The yellow metal declined 0.6% to approximately $4,987 per ounce during early European trading hours Monday. This marks the first time the asset has traded below the psychologically significant $5,000 level in recent sessions.

The military confrontation has now stretched into its third week. A senior Trump administration official indicated hostilities might continue for another four to six weeks, though diplomatic communications from both nations suggest negotiations remain possible.
Iranian forces targeted commercial shipping routes adjacent to the Strait of Hormuz during the weekend. This critical maritime passage handles approximately 20% of global petroleum and LNG transport, with vessel traffic now severely restricted.
Oil prices oscillated around the $100 mark throughout Monday trading. Elevated energy expenses are reigniting inflation anxieties and diminishing prospects for near-term Federal Reserve rate reductions.
Elevated interest rates diminish gold’s appeal to investors. Since the metal generates no yield, higher borrowing costs typically drive capital toward interest-bearing investments.
Why Gold Is Under Pressure
Market participants now assign near-zero probability to a rate reduction at the upcoming Fed policy meeting. This expectation represents a primary headwind for bullion prices currently.
Economic data released Friday revealed US consumer expenditure barely expanded during January. Consumer confidence metrics have simultaneously retreated to three-month lows amid mounting anxiety over fuel costs.

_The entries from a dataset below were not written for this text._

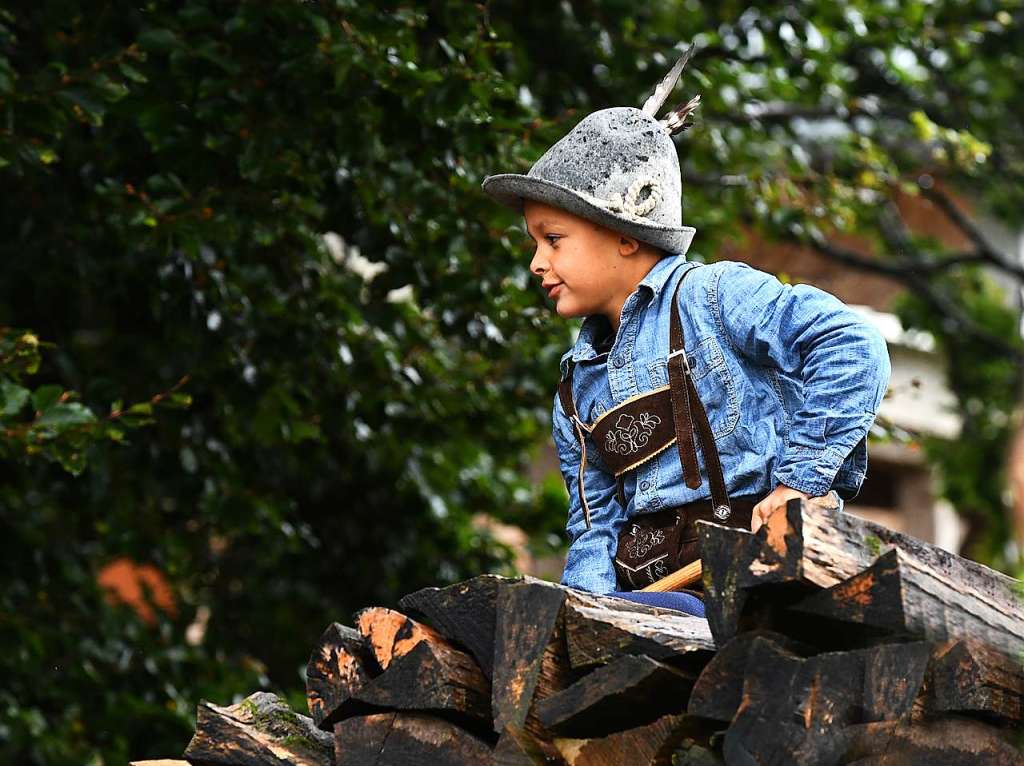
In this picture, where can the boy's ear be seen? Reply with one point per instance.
(628, 246)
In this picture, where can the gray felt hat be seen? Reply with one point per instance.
(617, 167)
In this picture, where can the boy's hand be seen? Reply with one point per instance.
(772, 502)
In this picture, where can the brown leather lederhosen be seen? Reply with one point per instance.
(653, 545)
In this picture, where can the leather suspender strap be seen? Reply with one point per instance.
(687, 412)
(568, 406)
(688, 415)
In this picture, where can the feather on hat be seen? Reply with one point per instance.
(617, 167)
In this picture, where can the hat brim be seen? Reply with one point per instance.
(512, 188)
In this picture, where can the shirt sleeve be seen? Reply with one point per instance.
(589, 562)
(812, 336)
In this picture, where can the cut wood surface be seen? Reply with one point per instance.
(628, 692)
(683, 578)
(719, 689)
(390, 634)
(530, 658)
(340, 665)
(261, 730)
(943, 742)
(805, 544)
(433, 677)
(600, 629)
(406, 739)
(902, 595)
(828, 641)
(667, 741)
(794, 709)
(465, 612)
(970, 677)
(517, 747)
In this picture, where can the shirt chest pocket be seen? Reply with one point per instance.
(713, 380)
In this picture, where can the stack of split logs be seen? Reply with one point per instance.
(828, 640)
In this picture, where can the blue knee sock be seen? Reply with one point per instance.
(684, 602)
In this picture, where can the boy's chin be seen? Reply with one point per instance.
(568, 310)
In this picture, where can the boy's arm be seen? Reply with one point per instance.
(589, 563)
(812, 335)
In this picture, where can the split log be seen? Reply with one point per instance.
(631, 691)
(793, 708)
(391, 635)
(719, 688)
(942, 742)
(530, 658)
(516, 747)
(667, 741)
(464, 612)
(432, 677)
(340, 666)
(261, 730)
(900, 594)
(406, 739)
(970, 677)
(600, 629)
(820, 548)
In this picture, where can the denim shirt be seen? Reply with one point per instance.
(791, 378)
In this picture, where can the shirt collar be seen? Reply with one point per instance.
(595, 327)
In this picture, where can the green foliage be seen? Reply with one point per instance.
(972, 470)
(50, 422)
(357, 397)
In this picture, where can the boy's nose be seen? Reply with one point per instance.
(539, 264)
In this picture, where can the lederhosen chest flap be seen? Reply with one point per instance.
(643, 426)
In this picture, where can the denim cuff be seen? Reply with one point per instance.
(812, 471)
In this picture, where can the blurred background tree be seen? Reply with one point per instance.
(282, 202)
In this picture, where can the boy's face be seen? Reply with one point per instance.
(582, 265)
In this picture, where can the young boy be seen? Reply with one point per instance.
(778, 384)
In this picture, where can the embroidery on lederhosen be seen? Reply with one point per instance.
(643, 541)
(631, 433)
(637, 568)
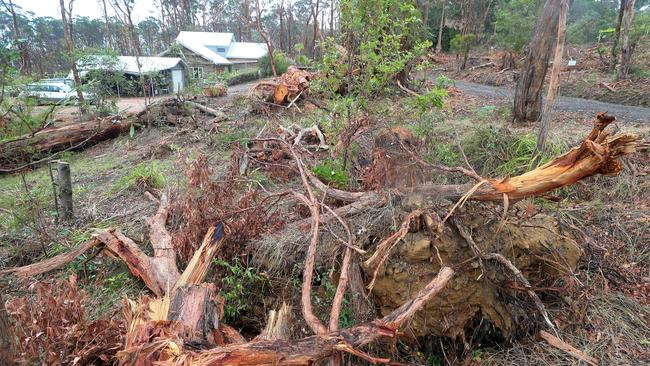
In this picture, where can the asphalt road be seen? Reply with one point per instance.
(623, 113)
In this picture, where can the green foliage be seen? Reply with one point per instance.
(384, 41)
(445, 154)
(332, 173)
(496, 152)
(514, 23)
(462, 43)
(434, 98)
(103, 78)
(144, 175)
(281, 63)
(442, 81)
(239, 285)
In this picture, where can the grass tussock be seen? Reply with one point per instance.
(148, 175)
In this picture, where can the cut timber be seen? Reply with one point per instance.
(303, 351)
(66, 136)
(288, 88)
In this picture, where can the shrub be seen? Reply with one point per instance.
(239, 76)
(430, 100)
(495, 151)
(239, 286)
(53, 328)
(332, 173)
(143, 175)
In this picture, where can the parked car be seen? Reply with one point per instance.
(54, 93)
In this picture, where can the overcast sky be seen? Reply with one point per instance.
(89, 8)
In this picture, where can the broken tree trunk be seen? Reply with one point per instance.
(64, 185)
(554, 84)
(18, 153)
(290, 86)
(304, 351)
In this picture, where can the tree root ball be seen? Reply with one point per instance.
(536, 246)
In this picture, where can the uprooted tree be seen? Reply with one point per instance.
(181, 324)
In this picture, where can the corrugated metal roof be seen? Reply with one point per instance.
(147, 64)
(197, 42)
(128, 64)
(247, 50)
(206, 43)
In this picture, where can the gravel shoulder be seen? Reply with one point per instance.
(623, 113)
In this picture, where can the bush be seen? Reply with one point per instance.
(497, 152)
(432, 99)
(332, 173)
(145, 175)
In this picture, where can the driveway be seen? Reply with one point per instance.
(624, 113)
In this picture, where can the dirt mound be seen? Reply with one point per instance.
(536, 246)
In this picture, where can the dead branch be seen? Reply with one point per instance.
(53, 263)
(218, 114)
(515, 271)
(20, 153)
(407, 90)
(569, 349)
(308, 350)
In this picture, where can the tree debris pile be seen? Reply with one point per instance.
(16, 153)
(53, 327)
(181, 324)
(216, 90)
(287, 89)
(536, 246)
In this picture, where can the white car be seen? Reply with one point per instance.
(56, 93)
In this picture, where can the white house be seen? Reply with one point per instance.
(172, 71)
(207, 52)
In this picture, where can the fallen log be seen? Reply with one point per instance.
(303, 351)
(287, 89)
(23, 151)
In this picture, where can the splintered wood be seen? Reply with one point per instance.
(287, 89)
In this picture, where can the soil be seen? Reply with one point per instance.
(595, 293)
(623, 113)
(590, 79)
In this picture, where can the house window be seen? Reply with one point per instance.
(197, 73)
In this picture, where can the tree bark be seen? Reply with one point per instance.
(332, 8)
(628, 48)
(425, 15)
(617, 35)
(307, 351)
(289, 29)
(442, 25)
(25, 63)
(528, 94)
(7, 341)
(67, 34)
(269, 45)
(69, 136)
(314, 11)
(554, 84)
(107, 29)
(281, 16)
(64, 185)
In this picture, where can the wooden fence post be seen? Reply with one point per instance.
(64, 183)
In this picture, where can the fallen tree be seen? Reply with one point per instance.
(18, 153)
(185, 313)
(287, 89)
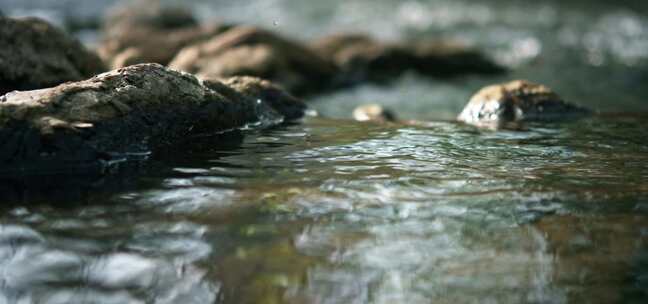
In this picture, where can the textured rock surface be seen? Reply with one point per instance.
(153, 32)
(517, 101)
(254, 52)
(35, 54)
(362, 57)
(139, 108)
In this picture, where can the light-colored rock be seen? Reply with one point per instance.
(517, 101)
(250, 51)
(373, 112)
(138, 108)
(362, 57)
(156, 33)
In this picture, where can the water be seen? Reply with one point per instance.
(333, 211)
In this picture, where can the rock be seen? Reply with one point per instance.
(251, 51)
(153, 32)
(362, 57)
(35, 55)
(516, 101)
(373, 112)
(134, 109)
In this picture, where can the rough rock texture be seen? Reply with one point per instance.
(373, 112)
(254, 52)
(362, 57)
(146, 32)
(516, 101)
(134, 109)
(35, 54)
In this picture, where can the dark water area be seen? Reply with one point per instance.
(330, 210)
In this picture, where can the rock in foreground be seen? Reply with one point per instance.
(516, 101)
(35, 54)
(135, 109)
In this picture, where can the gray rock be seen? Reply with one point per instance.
(251, 51)
(35, 55)
(139, 108)
(362, 58)
(154, 32)
(517, 101)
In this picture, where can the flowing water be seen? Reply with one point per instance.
(329, 210)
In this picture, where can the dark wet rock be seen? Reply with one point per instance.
(156, 33)
(373, 112)
(362, 57)
(35, 54)
(517, 101)
(68, 128)
(251, 51)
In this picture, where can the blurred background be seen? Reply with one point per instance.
(592, 52)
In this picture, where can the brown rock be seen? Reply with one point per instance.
(362, 57)
(516, 101)
(153, 32)
(138, 108)
(35, 54)
(254, 52)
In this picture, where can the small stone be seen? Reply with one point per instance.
(517, 101)
(373, 112)
(250, 51)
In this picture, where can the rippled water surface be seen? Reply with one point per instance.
(333, 211)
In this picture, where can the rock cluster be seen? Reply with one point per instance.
(138, 108)
(360, 58)
(245, 50)
(516, 101)
(35, 54)
(149, 33)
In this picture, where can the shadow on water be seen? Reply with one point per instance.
(334, 211)
(79, 187)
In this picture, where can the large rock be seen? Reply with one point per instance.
(362, 57)
(134, 109)
(146, 32)
(517, 101)
(255, 52)
(35, 54)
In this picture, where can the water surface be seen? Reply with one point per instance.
(333, 211)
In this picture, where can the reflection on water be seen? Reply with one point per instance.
(340, 212)
(333, 211)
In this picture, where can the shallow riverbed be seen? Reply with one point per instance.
(334, 211)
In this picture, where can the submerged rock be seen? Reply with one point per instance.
(517, 101)
(251, 51)
(153, 32)
(35, 54)
(362, 57)
(133, 109)
(373, 112)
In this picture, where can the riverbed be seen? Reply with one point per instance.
(328, 210)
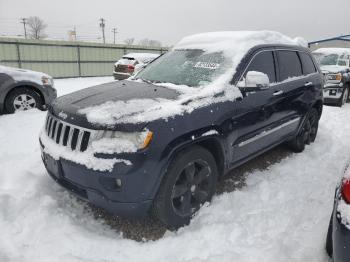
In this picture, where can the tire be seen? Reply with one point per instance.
(189, 182)
(344, 98)
(329, 239)
(307, 133)
(22, 99)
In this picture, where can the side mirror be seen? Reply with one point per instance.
(257, 80)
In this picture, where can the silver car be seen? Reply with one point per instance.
(24, 89)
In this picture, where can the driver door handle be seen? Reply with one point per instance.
(278, 93)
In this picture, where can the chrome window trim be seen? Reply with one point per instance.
(279, 49)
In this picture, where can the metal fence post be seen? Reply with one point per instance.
(79, 62)
(18, 55)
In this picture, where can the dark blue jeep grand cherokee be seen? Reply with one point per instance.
(157, 143)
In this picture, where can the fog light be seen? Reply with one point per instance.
(118, 183)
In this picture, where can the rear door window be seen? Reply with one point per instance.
(289, 64)
(308, 64)
(263, 62)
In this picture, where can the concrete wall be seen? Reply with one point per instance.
(66, 59)
(331, 43)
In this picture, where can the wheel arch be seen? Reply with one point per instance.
(211, 143)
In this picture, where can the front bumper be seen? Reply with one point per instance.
(340, 236)
(50, 94)
(133, 198)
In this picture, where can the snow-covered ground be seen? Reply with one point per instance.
(281, 214)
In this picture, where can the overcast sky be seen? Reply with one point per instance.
(169, 21)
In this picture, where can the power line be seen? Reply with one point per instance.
(102, 25)
(114, 30)
(24, 22)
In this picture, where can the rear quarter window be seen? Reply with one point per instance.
(289, 64)
(308, 64)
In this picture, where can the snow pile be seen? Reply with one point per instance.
(281, 214)
(234, 46)
(70, 85)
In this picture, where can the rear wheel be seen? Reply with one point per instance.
(22, 99)
(307, 133)
(189, 182)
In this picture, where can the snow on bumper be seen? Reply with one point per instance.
(85, 158)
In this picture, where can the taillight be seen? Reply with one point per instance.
(345, 190)
(130, 68)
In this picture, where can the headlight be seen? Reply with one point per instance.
(110, 142)
(47, 81)
(334, 77)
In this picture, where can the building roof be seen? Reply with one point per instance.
(341, 38)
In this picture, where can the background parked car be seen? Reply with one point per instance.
(338, 236)
(131, 63)
(24, 89)
(335, 64)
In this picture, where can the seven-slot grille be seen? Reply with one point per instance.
(62, 133)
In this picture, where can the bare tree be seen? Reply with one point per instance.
(129, 41)
(150, 42)
(36, 27)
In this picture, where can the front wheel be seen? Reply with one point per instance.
(344, 98)
(329, 239)
(307, 133)
(189, 182)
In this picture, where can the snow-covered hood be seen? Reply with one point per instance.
(104, 104)
(333, 69)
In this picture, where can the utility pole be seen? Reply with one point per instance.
(24, 22)
(102, 25)
(114, 30)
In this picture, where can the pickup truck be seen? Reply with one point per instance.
(334, 63)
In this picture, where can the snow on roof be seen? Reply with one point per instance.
(236, 40)
(333, 50)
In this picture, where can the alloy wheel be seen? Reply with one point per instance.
(24, 102)
(192, 188)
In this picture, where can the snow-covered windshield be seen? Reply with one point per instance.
(191, 67)
(330, 59)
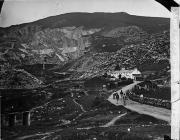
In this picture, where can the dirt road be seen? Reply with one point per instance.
(156, 112)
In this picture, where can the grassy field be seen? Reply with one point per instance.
(81, 117)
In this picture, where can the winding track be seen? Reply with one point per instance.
(156, 112)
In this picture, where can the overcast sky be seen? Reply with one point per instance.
(22, 11)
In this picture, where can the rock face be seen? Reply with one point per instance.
(18, 79)
(91, 43)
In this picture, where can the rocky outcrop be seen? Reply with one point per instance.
(18, 79)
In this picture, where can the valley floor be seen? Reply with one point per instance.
(89, 116)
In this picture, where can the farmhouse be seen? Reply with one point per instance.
(132, 74)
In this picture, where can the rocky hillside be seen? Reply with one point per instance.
(90, 42)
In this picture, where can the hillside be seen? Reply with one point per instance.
(89, 42)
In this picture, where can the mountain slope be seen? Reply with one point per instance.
(94, 42)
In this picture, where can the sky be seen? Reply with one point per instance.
(23, 11)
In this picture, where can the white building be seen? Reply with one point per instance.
(125, 73)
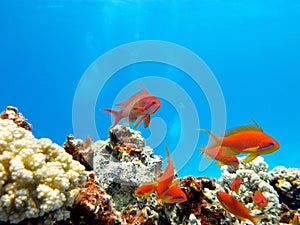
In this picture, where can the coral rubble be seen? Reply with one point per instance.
(277, 185)
(12, 113)
(92, 205)
(123, 162)
(37, 178)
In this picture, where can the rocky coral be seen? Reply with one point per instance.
(37, 178)
(123, 162)
(273, 184)
(80, 151)
(92, 205)
(287, 184)
(12, 113)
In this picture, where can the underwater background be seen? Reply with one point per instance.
(252, 48)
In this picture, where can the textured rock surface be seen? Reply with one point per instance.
(92, 205)
(37, 177)
(123, 162)
(256, 176)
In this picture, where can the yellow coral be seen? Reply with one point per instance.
(37, 177)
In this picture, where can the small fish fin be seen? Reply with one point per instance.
(168, 154)
(216, 140)
(257, 218)
(250, 158)
(140, 120)
(235, 130)
(117, 115)
(250, 150)
(229, 152)
(219, 163)
(147, 121)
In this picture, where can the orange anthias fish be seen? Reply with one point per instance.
(146, 189)
(245, 139)
(236, 183)
(142, 104)
(167, 177)
(237, 208)
(259, 199)
(217, 153)
(166, 191)
(173, 194)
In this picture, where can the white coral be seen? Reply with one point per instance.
(37, 177)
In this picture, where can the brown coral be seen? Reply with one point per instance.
(77, 149)
(11, 113)
(92, 205)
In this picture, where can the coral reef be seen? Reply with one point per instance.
(37, 178)
(123, 162)
(43, 183)
(276, 185)
(80, 151)
(12, 113)
(92, 205)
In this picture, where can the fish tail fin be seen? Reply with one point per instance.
(250, 158)
(203, 149)
(117, 115)
(216, 140)
(168, 154)
(256, 219)
(220, 163)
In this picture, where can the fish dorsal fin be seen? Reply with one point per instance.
(253, 126)
(134, 98)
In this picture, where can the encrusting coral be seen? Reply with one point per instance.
(123, 162)
(92, 205)
(255, 176)
(37, 177)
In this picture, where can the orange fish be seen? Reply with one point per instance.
(237, 208)
(141, 104)
(219, 153)
(245, 139)
(146, 189)
(295, 220)
(167, 177)
(173, 194)
(166, 191)
(259, 199)
(236, 183)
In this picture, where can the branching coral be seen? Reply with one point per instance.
(37, 178)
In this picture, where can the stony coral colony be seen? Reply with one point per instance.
(86, 182)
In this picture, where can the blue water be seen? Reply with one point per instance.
(252, 48)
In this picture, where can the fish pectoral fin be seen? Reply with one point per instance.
(229, 152)
(140, 120)
(250, 158)
(251, 149)
(220, 163)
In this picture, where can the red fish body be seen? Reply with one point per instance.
(173, 194)
(259, 199)
(167, 177)
(146, 189)
(166, 191)
(141, 104)
(219, 153)
(237, 208)
(245, 139)
(236, 183)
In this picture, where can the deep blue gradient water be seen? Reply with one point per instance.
(252, 48)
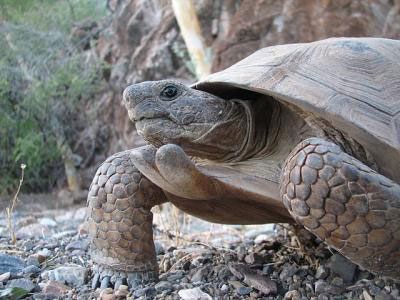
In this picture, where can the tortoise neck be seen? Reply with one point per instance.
(261, 128)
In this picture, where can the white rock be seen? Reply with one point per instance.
(48, 222)
(194, 294)
(70, 274)
(80, 214)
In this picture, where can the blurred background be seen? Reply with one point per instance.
(65, 63)
(63, 67)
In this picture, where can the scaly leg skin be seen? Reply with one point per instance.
(345, 203)
(120, 224)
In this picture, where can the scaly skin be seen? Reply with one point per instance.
(345, 203)
(120, 223)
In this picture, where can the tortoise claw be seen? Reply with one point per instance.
(105, 282)
(106, 277)
(96, 281)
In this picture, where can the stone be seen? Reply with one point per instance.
(122, 292)
(44, 253)
(35, 260)
(163, 285)
(147, 292)
(78, 245)
(5, 276)
(33, 231)
(107, 294)
(294, 295)
(366, 295)
(322, 272)
(288, 271)
(22, 283)
(254, 258)
(342, 267)
(200, 274)
(54, 288)
(71, 274)
(31, 270)
(244, 290)
(194, 294)
(47, 222)
(261, 283)
(320, 286)
(10, 264)
(80, 214)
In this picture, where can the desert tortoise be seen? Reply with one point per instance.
(302, 132)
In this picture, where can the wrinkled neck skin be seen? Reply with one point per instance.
(271, 132)
(243, 134)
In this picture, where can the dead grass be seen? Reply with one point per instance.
(10, 209)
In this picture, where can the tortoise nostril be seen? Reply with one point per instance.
(130, 96)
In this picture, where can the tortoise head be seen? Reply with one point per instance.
(204, 125)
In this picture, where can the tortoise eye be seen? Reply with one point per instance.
(169, 92)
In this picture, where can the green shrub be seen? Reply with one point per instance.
(45, 81)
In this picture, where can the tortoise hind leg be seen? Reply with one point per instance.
(345, 203)
(120, 223)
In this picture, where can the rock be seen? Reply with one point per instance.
(107, 294)
(200, 274)
(5, 276)
(72, 275)
(159, 248)
(83, 228)
(44, 253)
(320, 286)
(294, 295)
(10, 264)
(147, 292)
(163, 285)
(337, 281)
(22, 283)
(80, 214)
(254, 258)
(322, 272)
(31, 270)
(78, 245)
(343, 267)
(366, 295)
(194, 294)
(54, 288)
(13, 293)
(63, 234)
(47, 222)
(35, 230)
(262, 238)
(175, 276)
(244, 290)
(261, 283)
(28, 245)
(122, 292)
(254, 280)
(236, 284)
(35, 260)
(288, 271)
(383, 296)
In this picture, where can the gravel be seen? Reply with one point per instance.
(262, 264)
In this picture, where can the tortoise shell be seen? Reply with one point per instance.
(353, 83)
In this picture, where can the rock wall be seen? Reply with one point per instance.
(143, 40)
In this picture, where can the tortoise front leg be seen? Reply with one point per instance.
(120, 223)
(345, 203)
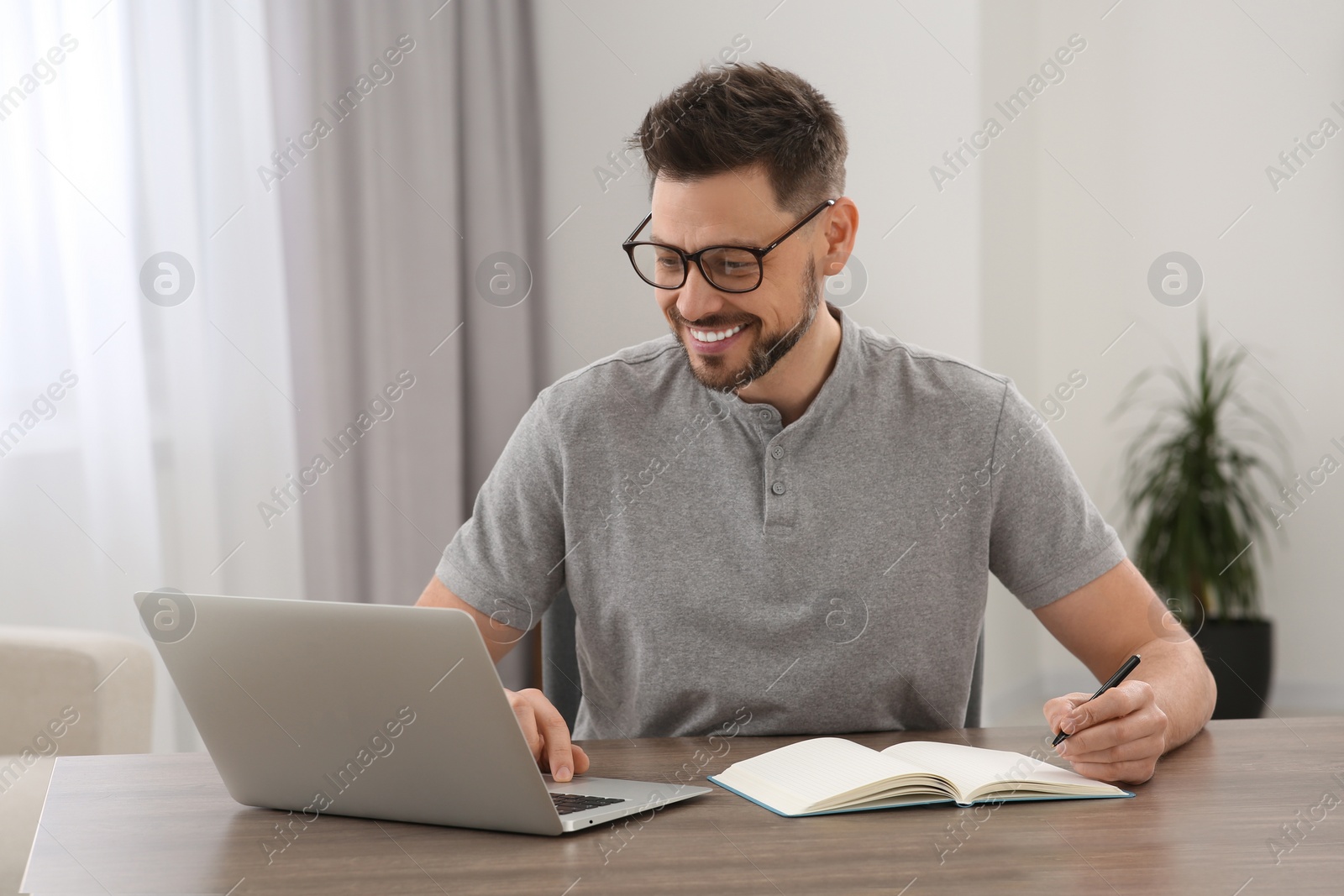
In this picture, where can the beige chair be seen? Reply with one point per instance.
(65, 694)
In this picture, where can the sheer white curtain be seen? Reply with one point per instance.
(136, 129)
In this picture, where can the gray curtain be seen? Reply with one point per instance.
(393, 224)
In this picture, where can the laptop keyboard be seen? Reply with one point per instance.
(566, 804)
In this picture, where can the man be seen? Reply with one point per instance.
(776, 510)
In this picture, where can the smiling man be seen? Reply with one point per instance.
(774, 510)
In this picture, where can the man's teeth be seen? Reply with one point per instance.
(714, 336)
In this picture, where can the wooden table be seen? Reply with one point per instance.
(1206, 824)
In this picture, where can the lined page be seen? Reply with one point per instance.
(974, 768)
(812, 772)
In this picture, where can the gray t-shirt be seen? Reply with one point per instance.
(827, 577)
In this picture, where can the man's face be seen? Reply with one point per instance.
(736, 208)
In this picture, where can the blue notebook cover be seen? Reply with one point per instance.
(922, 802)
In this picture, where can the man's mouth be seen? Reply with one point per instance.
(711, 342)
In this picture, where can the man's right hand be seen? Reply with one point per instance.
(548, 735)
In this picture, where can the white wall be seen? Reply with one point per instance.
(1173, 117)
(1167, 118)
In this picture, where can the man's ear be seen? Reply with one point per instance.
(839, 233)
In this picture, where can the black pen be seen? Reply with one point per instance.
(1110, 683)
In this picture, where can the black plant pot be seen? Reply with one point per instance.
(1240, 653)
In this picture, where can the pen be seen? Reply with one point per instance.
(1110, 683)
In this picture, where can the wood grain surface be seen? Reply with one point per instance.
(1211, 821)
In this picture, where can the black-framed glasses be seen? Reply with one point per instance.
(732, 269)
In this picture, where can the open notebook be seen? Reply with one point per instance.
(830, 774)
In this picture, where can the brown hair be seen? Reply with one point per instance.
(739, 116)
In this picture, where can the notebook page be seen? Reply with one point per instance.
(819, 768)
(976, 768)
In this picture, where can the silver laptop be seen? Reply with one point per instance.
(371, 711)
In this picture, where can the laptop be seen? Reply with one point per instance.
(373, 711)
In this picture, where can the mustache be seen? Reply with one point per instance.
(707, 322)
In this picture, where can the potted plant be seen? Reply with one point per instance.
(1194, 490)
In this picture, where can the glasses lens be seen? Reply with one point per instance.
(659, 265)
(732, 269)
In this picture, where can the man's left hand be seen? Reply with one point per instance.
(1117, 736)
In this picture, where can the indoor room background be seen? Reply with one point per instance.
(326, 277)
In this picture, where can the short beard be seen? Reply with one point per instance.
(765, 352)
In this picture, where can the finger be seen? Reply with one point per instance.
(1057, 708)
(581, 761)
(559, 754)
(1124, 773)
(1119, 701)
(1128, 750)
(528, 721)
(1149, 721)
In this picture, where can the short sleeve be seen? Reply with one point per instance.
(1046, 539)
(507, 559)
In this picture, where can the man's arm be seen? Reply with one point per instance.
(542, 723)
(1166, 700)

Gold maintains year-to-date appreciation exceeding 15% through 2026. However, bullish momentum has dissipated as investors await clarity on the military situation and potential Federal Reserve policy pivots.
Silver decreased 2.2% to $78.79 per ounce. Palladium held steady. Platinum registered modest gains. The Bloomberg Dollar Index retreated 0.2% following the previous week’s 1%+ advance.
UBS Global Wealth Management released commentary Monday characterizing gold primarily as protection against systemic economic threats rather than immediate geopolitical conflicts. The institution noted the metal safeguards portfolios against currency depreciation, expanding fiscal deficits, and economic contraction—all potential consequences of extended military engagement.
What the Charts Are Saying
Technical indicators suggest additional near-term downside pressure. The precious metal breached support at $5,035 Monday with market technicians monitoring $4,953 as the subsequent critical floor.
The MACD momentum indicator sits below neutral territory with bearish trajectory. Stochastic readings similarly reinforce a negative short-term outlook.
A technical rebound toward $5,200 could materialize if this week’s central bank announcements contain unexpectedly accommodative language, according to chart-based projections. For sustained bullish continuation, prices must reclaim $5,412 to confirm resumption of the dominant uptrend.
The Federal Reserve’s policy decision arrives this week alongside rate determinations from monetary authorities in Europe, Britain, Japan, Switzerland, Australia, Canada, China, Brazil, and Russia.